Thursday, 30 December 2010

Story time

Recently read David J Brier and Vicky Kaye Lebbin (2004) 'Teaching information literacy using the short story', Reference Services Review, 32/4 pp 383-387.

I like the idea of stories helping us to retain information. I know that in this instance the article is referring to the imagined story or tale, but the point still fits well with one of my many theories of teaching - that a true 'story' or - yes if you want a more technical term - a case study - is better at making the point, and importantly allowing that point to have been retained to become effectively learnt, than I ever could with bullet points on a powerpoint (or just my voice droning on).

Personally I like a visual clue as well as the story. So well-illustrated children's story books were made for me.

Cue the start to an article that might make it beyond my computer:

Communities in the past were built on narrative, or stories. Children were taught about life, about skills, about who they were and how to behave through stories. Narrative engaged the mind, and fuelled the imagination.

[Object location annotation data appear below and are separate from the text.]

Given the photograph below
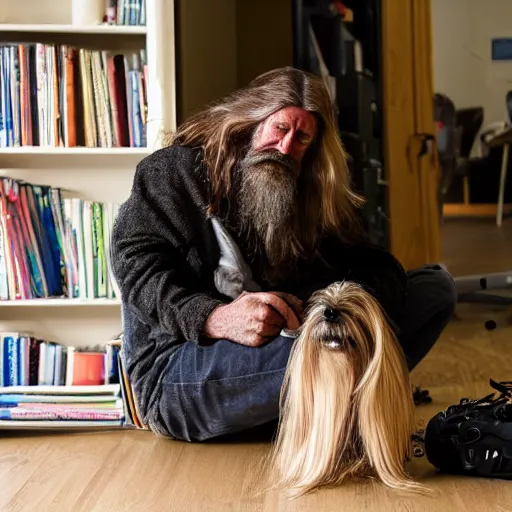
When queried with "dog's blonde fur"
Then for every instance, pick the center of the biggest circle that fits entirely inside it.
(346, 402)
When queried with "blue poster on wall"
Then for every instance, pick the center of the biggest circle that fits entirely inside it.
(502, 48)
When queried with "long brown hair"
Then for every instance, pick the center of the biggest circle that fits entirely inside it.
(224, 131)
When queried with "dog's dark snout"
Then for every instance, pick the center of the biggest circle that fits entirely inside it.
(331, 315)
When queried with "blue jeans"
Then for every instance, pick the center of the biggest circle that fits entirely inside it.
(224, 388)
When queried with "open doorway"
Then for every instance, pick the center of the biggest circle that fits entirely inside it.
(472, 65)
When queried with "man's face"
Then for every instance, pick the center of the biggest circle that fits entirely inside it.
(267, 191)
(290, 131)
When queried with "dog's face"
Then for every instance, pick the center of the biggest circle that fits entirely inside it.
(345, 380)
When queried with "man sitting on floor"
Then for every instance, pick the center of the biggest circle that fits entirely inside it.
(267, 163)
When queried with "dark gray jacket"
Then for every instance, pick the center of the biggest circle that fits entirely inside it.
(164, 254)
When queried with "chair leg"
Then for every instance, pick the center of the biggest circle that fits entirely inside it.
(501, 194)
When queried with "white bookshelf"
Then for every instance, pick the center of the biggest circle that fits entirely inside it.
(58, 302)
(99, 174)
(74, 151)
(49, 28)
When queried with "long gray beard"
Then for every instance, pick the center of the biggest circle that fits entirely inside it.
(267, 209)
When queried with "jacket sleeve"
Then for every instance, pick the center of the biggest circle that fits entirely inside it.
(153, 251)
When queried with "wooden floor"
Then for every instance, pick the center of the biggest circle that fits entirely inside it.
(136, 471)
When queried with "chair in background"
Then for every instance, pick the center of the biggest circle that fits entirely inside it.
(456, 134)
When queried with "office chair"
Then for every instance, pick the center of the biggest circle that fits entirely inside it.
(457, 131)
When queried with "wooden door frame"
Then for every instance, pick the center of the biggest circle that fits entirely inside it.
(407, 92)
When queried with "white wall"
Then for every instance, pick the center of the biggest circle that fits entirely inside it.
(462, 31)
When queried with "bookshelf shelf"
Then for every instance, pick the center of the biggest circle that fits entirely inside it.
(74, 151)
(124, 30)
(59, 302)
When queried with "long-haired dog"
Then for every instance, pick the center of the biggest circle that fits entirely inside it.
(346, 403)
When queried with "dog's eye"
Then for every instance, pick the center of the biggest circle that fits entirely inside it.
(331, 315)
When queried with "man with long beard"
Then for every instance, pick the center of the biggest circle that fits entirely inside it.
(267, 162)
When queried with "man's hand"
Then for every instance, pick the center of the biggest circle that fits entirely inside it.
(253, 318)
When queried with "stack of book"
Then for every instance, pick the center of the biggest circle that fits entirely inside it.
(63, 96)
(51, 246)
(126, 12)
(47, 385)
(49, 407)
(29, 361)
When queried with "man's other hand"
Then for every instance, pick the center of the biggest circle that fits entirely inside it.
(254, 318)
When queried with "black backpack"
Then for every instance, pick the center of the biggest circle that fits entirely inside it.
(474, 437)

A story that one person tells one audience, and a different person to the same audience, might be presented differently but can still have the same impact and the same truths contained. Community Learning is all about using different people to tell the same story, to teach the same principles but from different viewpoints...........


  1. Looking forward to seeing the rest of yr projected article. But note a counter-example. Weather forecasters' attempts to mould their work into a kind of narrative actually makes it harder to follow (for me at least) than the strictly schematic shipping forecast.

  2. interesting thought - are you referring purely to the shipping forecast or the more general weather forecast.